No hubo nada de eso: le pidieron la llave y la acompañaron a la puerta, más por desconfianza que por cortesía. El padre salió de prisa, de manera que fue la madre sola, una mujer que llenaba con su figura el vano de la puerta, quien la vio bajar las escaleras y ganar la calle, sin ofrecerse nunca a ayudarla con las maletas.

En ese instante apareció el niñito (era hijo único, llevaba la camisa por fuera del pantalón y en la mano un camión de madera pintada de azul y rojo), y preguntó algo que no se entendió bien. Lo último que Elaine escuchó antes de darse la vuelta fue la respuesta de su anfitriona.

«Se va, mijito, se va para una casa de ricos», dijo la mujer. «Gringa desagradecida.»

Una casa de ricos. No era cierto, porque los ricos no recibían a voluntarios de los Cuerpos de Paz, pero en ese momento Elaine no tenía los argumentos para embarcarse en un debate sobre la economía de su segunda familia. La nueva casa de acogida, había que confesarlo, tenía lujos que a Elaine le hubieran parecido inimaginables unas semanas atrás: era una cómoda construcción de la avenida Caracas, de fachada estrecha pero muy profunda, con un pequeño jardín en el fondo y un árbol frutal en una esquina del jardín, junto a un muro tejado. La fachada era blanca, los marcos de las ventanas de madera pintada de verde, y para entrar había que abrir una verja de hierro que separaba el antejardín de la acera pública y que soltaba un chillido animal cada vez que alguien llegaba. La puerta principal daba a un corredor penumbroso pero amable. A la izquierda del corredor se abría la doble puerta cristalera de la sala, y más adelante estaba la del comedor, y más adelante el corredor bordeaba el angosto patio interior donde crecían los geranios en macetas colgantes; a la derecha, tan pronto uno entraba, comenzaban a subir las escaleras.
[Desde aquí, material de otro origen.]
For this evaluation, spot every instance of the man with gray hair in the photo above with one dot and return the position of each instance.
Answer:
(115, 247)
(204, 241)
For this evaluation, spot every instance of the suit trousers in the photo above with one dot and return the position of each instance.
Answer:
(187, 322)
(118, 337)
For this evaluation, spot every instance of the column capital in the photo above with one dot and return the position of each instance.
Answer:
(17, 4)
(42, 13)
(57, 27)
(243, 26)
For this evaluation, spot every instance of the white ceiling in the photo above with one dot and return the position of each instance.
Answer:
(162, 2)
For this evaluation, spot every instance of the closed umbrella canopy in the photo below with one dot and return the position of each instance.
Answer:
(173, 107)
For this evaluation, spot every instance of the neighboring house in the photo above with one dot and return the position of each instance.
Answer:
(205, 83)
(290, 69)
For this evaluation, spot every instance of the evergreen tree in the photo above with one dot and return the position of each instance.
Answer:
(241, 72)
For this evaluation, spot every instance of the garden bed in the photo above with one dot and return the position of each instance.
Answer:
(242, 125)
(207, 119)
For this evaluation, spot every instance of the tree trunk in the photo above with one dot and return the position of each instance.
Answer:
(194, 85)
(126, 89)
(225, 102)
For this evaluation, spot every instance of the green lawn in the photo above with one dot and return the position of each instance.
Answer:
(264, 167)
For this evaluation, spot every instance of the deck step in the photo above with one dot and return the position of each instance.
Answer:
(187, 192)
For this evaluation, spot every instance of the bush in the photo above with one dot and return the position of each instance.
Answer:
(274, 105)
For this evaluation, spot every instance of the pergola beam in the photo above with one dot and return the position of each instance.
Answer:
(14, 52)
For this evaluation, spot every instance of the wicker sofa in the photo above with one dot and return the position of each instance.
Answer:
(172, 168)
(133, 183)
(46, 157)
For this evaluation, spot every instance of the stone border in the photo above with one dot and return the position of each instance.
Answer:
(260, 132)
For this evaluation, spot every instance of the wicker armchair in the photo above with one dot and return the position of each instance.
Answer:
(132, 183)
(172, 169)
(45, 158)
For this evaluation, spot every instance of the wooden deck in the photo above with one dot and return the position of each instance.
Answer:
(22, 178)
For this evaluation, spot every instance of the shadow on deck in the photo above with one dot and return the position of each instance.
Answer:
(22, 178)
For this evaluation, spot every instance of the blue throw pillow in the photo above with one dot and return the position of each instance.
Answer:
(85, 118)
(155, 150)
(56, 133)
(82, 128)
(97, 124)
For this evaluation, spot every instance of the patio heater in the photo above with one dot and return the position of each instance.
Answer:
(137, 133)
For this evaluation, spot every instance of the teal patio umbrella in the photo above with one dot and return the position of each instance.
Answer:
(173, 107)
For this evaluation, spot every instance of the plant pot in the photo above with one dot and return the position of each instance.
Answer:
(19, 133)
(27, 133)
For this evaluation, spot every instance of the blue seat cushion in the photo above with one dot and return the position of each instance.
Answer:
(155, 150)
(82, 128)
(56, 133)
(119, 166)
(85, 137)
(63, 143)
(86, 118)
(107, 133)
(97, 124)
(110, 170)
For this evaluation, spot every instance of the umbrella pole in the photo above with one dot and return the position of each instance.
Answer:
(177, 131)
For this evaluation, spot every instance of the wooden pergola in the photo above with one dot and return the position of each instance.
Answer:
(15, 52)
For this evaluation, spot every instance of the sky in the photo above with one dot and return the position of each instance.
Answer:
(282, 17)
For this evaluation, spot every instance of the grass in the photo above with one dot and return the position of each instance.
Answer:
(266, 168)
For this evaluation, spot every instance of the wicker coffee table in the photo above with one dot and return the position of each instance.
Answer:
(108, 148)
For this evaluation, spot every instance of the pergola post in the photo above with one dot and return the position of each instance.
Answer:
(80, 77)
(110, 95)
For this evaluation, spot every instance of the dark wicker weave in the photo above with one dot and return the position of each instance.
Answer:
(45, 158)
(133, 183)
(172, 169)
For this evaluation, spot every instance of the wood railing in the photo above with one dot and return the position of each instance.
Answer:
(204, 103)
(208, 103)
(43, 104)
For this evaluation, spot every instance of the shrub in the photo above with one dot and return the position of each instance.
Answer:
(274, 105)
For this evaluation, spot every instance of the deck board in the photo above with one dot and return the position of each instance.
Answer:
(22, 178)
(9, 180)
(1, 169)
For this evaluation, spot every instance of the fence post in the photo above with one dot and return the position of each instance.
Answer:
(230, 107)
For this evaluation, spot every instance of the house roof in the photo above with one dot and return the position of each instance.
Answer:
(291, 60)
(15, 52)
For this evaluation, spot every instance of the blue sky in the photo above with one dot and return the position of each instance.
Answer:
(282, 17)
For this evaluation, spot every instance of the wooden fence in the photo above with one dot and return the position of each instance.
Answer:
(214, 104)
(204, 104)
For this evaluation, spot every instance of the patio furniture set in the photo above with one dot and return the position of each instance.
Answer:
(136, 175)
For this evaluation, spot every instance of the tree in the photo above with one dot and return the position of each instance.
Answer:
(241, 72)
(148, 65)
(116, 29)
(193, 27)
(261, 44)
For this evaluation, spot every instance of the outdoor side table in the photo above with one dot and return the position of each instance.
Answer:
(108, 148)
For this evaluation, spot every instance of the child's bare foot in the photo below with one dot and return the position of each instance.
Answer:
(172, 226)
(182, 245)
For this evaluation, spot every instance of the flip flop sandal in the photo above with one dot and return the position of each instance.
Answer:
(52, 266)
Elaine entendió todo al echarle una mirada a los peldaños de madera: la alfombra roja había sido fina, pero ya estaba gastada por el uso (en ciertos escalones comenzaban a ser visibles las hilachas grises del tejido profundo); las traviesas de cobre que mantenían la alfombra pegada a los escalones se habían soltado de sus anillos, o bien los anillos se habían soltado del suelo de madera, y a veces, cuando uno subía de prisa, sentía un resbalón y el tintineo breve de los metales sueltos.

La escalera, para Elaine, fue como un memorando o un testigo de lo que esta familia había sido y ya no era.